Mutation allele burden remains unchanged in chronic myelomonocytic leukaemia responding to hypomethylating agents.

作者信息

Merlevede Jane, Droin Nathalie, Qin Tingting, Meldi Kristen, Yoshida Kenichi, Morabito Margot, Chautard Emilie, Auboeuf Didier, Fenaux Pierre, Braun Thorsten, Itzykson Raphael, de Botton Stéphane, Quesnel Bruno, Commes Thérèse, Jourdan Eric, Vainchenker William, Bernard Olivier, Pata-Merci Noemie, Solier Stéphanie, Gayevskiy Velimir, Dinger Marcel E, Cowley Mark J, Selimoglu-Buet Dorothée, Meyer Vincent, Artiguenave François, Deleuze Jean-François, Preudhomme Claude, Stratton Michael R, Alexandrov Ludmil B, Padron Eric, Ogawa Seishi, Koscielny Serge, Figueroa Maria, Solary Eric

机构信息

INSERM U1170, Gustave Roussy, 114, rue Edouard Vaillant, 94805 Villejuif, France.
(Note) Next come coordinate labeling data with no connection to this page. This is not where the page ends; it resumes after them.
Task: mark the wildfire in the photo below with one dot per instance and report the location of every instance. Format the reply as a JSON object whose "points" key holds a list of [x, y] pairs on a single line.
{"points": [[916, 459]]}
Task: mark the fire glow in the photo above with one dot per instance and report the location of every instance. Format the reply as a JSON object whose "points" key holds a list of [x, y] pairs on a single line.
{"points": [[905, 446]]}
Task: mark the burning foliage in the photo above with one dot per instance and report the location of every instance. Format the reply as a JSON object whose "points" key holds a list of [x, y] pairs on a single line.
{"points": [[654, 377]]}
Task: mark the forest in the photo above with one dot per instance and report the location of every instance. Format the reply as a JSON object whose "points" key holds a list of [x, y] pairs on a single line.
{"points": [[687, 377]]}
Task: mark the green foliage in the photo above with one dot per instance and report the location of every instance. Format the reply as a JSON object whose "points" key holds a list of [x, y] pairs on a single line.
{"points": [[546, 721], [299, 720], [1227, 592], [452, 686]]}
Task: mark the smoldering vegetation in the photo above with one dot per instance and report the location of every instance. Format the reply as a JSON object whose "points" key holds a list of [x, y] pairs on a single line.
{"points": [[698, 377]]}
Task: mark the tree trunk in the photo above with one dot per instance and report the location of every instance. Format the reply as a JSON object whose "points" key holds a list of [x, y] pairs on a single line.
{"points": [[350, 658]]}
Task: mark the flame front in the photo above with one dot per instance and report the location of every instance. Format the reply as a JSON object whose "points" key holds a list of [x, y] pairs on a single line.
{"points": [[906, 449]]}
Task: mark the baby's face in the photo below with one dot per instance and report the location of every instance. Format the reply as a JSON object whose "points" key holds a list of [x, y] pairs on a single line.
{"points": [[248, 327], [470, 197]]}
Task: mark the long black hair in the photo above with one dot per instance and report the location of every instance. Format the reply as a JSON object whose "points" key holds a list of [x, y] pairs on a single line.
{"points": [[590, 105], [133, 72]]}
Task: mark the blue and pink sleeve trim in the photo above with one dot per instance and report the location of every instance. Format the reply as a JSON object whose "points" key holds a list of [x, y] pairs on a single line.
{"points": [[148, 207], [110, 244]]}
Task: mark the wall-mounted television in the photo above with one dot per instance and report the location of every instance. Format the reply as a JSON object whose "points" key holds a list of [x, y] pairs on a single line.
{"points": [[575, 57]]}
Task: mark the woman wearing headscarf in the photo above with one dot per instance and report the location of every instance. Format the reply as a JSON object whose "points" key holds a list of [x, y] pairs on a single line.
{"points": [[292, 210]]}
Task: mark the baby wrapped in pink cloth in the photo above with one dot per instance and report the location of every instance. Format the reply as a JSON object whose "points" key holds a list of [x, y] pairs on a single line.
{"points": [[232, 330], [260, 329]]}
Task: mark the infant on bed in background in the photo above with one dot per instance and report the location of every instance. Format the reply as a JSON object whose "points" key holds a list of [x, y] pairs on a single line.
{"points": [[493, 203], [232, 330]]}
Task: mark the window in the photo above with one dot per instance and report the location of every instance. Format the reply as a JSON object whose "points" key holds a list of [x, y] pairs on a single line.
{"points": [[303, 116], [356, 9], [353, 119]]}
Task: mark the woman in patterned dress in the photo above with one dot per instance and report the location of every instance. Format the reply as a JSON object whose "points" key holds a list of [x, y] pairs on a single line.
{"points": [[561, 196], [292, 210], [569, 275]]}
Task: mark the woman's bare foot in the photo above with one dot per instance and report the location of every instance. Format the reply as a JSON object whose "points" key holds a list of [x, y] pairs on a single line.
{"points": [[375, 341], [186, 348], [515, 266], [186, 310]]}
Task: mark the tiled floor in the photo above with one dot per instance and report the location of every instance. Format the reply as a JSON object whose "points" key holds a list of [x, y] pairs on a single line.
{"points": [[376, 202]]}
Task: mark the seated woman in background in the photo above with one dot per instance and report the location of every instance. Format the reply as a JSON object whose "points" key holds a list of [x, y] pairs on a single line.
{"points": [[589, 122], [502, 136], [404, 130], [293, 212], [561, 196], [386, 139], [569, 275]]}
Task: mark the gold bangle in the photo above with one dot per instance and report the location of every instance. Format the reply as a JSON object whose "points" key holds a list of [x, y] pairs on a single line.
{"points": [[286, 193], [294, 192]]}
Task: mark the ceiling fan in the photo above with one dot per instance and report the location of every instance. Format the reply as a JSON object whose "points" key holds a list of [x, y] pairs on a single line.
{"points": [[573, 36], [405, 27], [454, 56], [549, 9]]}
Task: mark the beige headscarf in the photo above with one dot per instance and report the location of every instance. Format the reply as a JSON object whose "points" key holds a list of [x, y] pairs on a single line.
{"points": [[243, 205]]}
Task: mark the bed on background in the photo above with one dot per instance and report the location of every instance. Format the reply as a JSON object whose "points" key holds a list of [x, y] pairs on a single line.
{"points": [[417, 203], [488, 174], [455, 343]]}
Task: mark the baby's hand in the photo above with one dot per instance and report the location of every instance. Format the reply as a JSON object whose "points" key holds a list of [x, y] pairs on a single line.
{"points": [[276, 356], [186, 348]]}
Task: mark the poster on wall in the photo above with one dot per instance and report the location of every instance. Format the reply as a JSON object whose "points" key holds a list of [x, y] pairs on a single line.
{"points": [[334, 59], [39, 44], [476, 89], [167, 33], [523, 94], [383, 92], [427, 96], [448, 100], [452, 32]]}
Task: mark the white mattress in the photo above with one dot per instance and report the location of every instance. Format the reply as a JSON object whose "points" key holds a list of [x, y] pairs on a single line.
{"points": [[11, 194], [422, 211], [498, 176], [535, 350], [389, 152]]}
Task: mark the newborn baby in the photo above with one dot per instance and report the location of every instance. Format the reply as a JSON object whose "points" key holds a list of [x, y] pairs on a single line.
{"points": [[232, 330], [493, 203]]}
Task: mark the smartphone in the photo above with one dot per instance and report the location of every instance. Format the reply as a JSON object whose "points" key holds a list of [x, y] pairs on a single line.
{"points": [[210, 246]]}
Department of Hematology, Gustave Roussy Cancer Center, 114, rue Edouard Vaillant, 94805 Villejuif, France.

出版信息

Nat Commun. 2016 Feb 24;7:10767. doi: 10.1038/ncomms10767.

DOI:10.1038/ncomms10767
PMID:26908133
原文链接:https://pmc.ncbi.nlm.nih.gov/articles/PMC4770084/
Abstract

The cytidine analogues azacytidine and 5-aza-2'-deoxycytidine (decitabine) are commonly used to treat myelodysplastic syndromes, with or without a myeloproliferative component. It remains unclear whether the response to these hypomethylating agents results from a cytotoxic or an epigenetic effect. In this study, we address this question in chronic myelomonocytic leukaemia. We describe a comprehensive analysis of the mutational landscape of these tumours, combining whole-exome and whole-genome sequencing. We identify an average of 14±5 somatic mutations in coding sequences of sorted monocyte DNA and the signatures of three mutational processes. Serial sequencing demonstrates that the response to hypomethylating agents is associated with changes in DNA methylation and gene expression, without any decrease in the mutation allele burden, nor prevention of new genetic alteration occurence. Our findings indicate that cytosine analogues restore a balanced haematopoiesis without decreasing the size of the mutated clone, arguing for a predominantly epigenetic effect.

摘要

胞嘧啶类似物阿扎胞苷和5-氮杂-2'-脱氧胞苷(地西他滨)常用于治疗骨髓增生异常综合征,无论是否伴有骨髓增殖成分。目前尚不清楚对这些去甲基化药物的反应是由细胞毒性作用还是表观遗传效应引起的。在本研究中,我们在慢性粒单核细胞白血病中解决了这个问题。我们结合全外显子组测序和全基因组测序,对这些肿瘤的突变图谱进行了全面分析。我们在分选的单核细胞DNA编码序列中平均鉴定出14±5个体细胞突变以及三种突变过程的特征。连续测序表明,对去甲基化药物的反应与DNA甲基化和基因表达的变化有关,而突变等位基因负担没有任何降低,也没有阻止新的基因改变的发生。我们的研究结果表明,胞嘧啶类似物可恢复平衡的造血功能,而不会减小突变克隆的大小,这表明主要是表观遗传效应。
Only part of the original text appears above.